Forum Moderators: phranque
For example, I have this url being indexed once for each page:
www.example.com/cat-m-77.html?page=1&sort=2a
www.example.com/cat-m-77.html?page=2&sort=2a
I also have query strings beginning with ?listing or ?filter_id, etc, etc.
I want a generic enough rule that I can put in place to catch all of them and in the example above, redirect it to:
www.example.com/cat-m-77.html
Make sense?
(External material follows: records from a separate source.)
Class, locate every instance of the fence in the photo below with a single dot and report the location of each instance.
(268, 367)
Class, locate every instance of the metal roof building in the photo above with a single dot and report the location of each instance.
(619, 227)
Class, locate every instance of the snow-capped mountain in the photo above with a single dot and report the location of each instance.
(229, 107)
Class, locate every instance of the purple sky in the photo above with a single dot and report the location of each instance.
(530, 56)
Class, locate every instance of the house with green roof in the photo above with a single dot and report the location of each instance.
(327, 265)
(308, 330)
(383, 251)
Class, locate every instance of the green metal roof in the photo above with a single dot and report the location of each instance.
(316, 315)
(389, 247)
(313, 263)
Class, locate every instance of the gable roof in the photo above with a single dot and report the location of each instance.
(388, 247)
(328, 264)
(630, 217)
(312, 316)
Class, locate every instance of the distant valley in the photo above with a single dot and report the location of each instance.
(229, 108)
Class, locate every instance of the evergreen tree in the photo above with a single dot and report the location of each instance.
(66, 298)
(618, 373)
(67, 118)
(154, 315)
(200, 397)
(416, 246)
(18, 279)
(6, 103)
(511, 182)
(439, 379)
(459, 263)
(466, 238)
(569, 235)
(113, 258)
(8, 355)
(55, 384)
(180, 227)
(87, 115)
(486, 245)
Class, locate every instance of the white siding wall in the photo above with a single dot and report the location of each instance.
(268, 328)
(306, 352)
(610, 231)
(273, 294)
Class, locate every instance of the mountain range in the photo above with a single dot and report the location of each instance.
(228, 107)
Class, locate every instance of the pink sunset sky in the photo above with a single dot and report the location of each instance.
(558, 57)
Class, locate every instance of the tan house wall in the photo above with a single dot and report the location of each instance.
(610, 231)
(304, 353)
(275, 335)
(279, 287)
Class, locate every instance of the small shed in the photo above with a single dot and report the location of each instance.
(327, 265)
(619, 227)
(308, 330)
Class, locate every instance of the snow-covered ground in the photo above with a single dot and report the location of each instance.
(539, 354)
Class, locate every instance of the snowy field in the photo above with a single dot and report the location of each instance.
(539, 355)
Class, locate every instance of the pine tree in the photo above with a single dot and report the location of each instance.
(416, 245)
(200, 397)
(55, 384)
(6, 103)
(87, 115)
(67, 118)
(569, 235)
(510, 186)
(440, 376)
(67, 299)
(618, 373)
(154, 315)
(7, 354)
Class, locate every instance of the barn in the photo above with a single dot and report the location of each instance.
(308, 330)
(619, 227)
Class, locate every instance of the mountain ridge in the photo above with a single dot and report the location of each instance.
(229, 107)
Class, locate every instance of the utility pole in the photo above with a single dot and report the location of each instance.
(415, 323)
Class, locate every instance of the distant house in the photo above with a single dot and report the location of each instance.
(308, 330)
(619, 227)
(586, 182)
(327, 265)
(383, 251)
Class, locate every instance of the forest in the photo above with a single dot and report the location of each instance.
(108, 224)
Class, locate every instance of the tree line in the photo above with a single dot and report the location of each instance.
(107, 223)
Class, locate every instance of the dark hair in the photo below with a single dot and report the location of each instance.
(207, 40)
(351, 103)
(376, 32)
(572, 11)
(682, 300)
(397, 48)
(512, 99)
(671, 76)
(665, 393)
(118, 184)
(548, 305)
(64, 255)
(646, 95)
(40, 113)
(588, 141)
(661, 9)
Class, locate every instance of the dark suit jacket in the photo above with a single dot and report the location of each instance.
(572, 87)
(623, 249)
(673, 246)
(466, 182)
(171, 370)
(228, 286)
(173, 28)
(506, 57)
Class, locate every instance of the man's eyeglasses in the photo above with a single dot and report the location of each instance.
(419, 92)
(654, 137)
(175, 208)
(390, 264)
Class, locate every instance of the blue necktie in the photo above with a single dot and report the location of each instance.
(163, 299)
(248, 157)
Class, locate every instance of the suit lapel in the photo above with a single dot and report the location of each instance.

I have this section currently in my .htaccess file that I was hoping to expand upon to include the above:
#
# Skip the next two rewriterules if NOT a spider
RewriteCond %{HTTP_USER_AGENT} !(msnbot¦slurp¦googlebot) [NC]
RewriteRule .* - [S=2]
#
# case: leading and trailing parameters
RewriteCond %{QUERY_STRING} ^(.+)&osCsid=[0-9a-z]+&(.+)$ [NC]
RewriteRule (.*) $1?%1&%2 [R=301,L]
#
# case: leading-only, trailing-only or no additional parameters
RewriteCond %{QUERY_STRING} ^(.+)&osCsid=[0-9a-z]+$¦^osCsid=[0-9a-z]+&?(.*)$ [NC]
RewriteRule (.*) $1?%1 [R=301,L]
Thank you for any input...
User-agent: Googlebot
Disallow: *sort=
Disallow: *osCid=
and so on.
Once Google had dropped the vast majority of the "duff" URLs from their index, it was easy to then see the final few that needed to be handled by altering the site scripting.